En 2013 se convirtió en embajador de Save the Children, participando en campañas relacionadas con el hambre infantil y las necesidades de los menores afectados por conflictos. En 2016 realizó además una donación destinada a niños afectados por la guerra de Siria.
Su compromiso también se ha centrado en la salud infantil. En 2012 ayudó económicamente a Nuhazet, un niño canario de nueve años enfermo de cáncer, para que pudiera recibir un tratamiento experimental en Madrid. También ha apoyado al hospital de Madeira que trató a su madre y ha colaborado con Make-A-Wish, ayudando a cumplir los sueños de niños con enfermedades graves.

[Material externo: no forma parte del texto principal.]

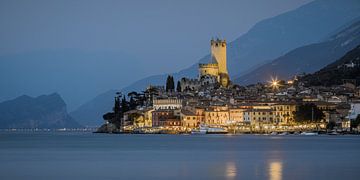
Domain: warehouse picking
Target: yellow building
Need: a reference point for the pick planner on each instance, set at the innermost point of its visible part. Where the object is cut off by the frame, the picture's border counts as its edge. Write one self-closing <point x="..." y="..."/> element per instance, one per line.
<point x="284" y="112"/>
<point x="148" y="117"/>
<point x="217" y="67"/>
<point x="236" y="115"/>
<point x="217" y="115"/>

Durante la pandemia de COVID-19, Ronaldo y Jorge Mendes financiaron equipamiento para unidades de cuidados intensivos de hospitales portugueses y colaboraron en iniciativas de ayuda alimentaria.
En la actualidad, Cristiano Ronaldo mantiene una imagen pública estrechamente vinculada a la solidaridad y la ayuda a colectivos vulnerables, especialmente a través del apoyo a causas relacionadas con la infancia y la salud. Su enorme repercusión internacional le permite dar visibilidad a iniciativas humanitarias y colaborar con diferentes proyectos, continuando una trayectoria que comenzó hace años y que ha incluido ayudas a hospitales, niños enfermos y personas afectadas por conflictos y catástrofes.